Grilling or roasting eggplant gives it a unique creamy, smoky taste. This recipe is popular throughout the middle east and has various regional names: Moutabal, Mutabal, Moutabel or Baba Ganoush for instance. There are some variations in terms of preparation but the key ingredients are the same. Serve with warm pita bread and enjoy.
Preparation time: 25-30 minutes
Ingredients (serves 4-5 people)
- 4-6 aubergines
- 1-2 garlic cloves crushed (more if you want it extra garlicky)
- 2 tbsp. of tahini
- 1/4 cup of olive oil
- 1 lemon, juice only
- Salt and pepper to taste
- Parsley and/or red pepper flakes for garnish (optional)

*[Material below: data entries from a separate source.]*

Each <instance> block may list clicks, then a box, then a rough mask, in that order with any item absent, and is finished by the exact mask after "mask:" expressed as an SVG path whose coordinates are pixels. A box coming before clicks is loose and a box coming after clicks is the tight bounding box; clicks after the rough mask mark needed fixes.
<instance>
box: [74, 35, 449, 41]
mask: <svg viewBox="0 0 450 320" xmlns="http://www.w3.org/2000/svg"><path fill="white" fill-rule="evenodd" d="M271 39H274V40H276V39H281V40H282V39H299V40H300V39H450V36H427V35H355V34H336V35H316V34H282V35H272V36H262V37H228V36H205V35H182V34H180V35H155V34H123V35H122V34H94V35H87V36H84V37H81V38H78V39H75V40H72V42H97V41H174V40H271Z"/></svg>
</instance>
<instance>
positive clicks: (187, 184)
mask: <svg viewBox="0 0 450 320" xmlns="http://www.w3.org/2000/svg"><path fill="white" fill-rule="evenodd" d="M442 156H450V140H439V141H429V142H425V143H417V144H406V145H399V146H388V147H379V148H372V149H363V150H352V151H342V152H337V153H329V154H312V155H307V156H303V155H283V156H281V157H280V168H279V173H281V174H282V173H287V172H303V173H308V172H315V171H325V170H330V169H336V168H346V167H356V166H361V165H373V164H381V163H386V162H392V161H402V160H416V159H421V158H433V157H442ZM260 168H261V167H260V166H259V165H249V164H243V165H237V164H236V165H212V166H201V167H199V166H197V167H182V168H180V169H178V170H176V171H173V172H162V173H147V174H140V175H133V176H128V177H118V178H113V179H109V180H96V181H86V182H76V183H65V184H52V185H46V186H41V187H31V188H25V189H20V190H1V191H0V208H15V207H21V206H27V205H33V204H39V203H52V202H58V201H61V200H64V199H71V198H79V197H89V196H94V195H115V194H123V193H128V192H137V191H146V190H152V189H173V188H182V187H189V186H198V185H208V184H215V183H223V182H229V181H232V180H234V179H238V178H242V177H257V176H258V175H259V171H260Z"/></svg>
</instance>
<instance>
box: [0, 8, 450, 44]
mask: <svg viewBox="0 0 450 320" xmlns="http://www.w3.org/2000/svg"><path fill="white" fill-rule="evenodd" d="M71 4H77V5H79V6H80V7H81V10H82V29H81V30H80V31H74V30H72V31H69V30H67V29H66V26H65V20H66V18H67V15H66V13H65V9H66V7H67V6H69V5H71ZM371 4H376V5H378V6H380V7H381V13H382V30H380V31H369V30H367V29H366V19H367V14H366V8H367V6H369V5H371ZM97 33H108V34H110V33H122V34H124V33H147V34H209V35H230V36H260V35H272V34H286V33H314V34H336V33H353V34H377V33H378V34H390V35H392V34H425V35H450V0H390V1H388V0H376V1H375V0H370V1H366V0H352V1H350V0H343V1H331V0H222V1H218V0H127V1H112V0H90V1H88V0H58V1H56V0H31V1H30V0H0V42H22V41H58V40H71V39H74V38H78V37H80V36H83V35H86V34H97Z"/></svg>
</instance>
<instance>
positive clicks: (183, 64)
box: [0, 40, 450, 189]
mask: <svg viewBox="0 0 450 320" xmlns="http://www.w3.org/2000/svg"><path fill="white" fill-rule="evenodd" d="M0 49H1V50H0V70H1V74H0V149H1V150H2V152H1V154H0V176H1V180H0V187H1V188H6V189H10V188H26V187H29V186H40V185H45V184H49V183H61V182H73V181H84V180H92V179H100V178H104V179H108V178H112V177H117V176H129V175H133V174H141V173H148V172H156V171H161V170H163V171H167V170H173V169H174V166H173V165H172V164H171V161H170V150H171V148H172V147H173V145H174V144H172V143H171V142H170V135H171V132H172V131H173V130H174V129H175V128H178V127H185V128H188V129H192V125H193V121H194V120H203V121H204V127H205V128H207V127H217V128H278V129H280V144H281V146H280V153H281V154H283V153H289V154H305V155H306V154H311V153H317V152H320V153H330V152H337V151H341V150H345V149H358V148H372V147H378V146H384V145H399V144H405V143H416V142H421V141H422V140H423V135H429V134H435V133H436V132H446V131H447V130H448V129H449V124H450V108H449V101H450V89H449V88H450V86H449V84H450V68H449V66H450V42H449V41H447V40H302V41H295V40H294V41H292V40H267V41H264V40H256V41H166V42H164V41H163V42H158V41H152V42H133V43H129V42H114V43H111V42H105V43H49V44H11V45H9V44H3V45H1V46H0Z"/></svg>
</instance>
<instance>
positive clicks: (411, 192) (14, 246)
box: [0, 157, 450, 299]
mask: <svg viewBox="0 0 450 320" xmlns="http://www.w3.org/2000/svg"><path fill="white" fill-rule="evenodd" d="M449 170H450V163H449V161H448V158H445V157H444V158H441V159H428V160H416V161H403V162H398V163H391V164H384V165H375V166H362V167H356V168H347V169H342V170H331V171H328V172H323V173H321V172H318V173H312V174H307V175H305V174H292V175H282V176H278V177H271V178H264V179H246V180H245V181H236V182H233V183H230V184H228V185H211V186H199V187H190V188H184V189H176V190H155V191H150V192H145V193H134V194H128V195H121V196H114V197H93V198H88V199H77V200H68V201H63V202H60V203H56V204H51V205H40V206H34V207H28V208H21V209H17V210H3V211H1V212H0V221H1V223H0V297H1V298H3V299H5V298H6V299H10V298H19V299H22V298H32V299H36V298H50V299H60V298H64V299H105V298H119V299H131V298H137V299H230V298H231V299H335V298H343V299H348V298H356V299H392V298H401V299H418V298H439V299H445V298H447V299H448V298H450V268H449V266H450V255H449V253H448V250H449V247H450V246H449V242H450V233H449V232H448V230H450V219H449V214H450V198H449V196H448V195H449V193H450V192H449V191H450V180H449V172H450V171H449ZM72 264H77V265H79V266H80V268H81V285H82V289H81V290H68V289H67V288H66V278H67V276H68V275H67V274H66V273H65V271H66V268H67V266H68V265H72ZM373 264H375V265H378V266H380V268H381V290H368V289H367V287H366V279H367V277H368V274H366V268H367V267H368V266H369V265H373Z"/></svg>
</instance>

- Grill the aubergines on the BBQ ideally for 15-20 mins (turning every few minutes to chargrill all sides)
- Let the aubergines cool for 30 mins before removing the chargrilled skin.
- Chop the soft flesh roughly before placing into a bowl. With a fork crush the flesh to make it smoother.
- Add the crushed garlic, tahini, olive oil, lemon juice, salt and pepper, then mix well.
- Refrigerate for at least two hours (the longer the better). I usually make a batch the day before I plan to serve it.
- Garnish with parsley or red pepper flakes on top (optional)
- Before serving, mix and add more olive oil on top if required.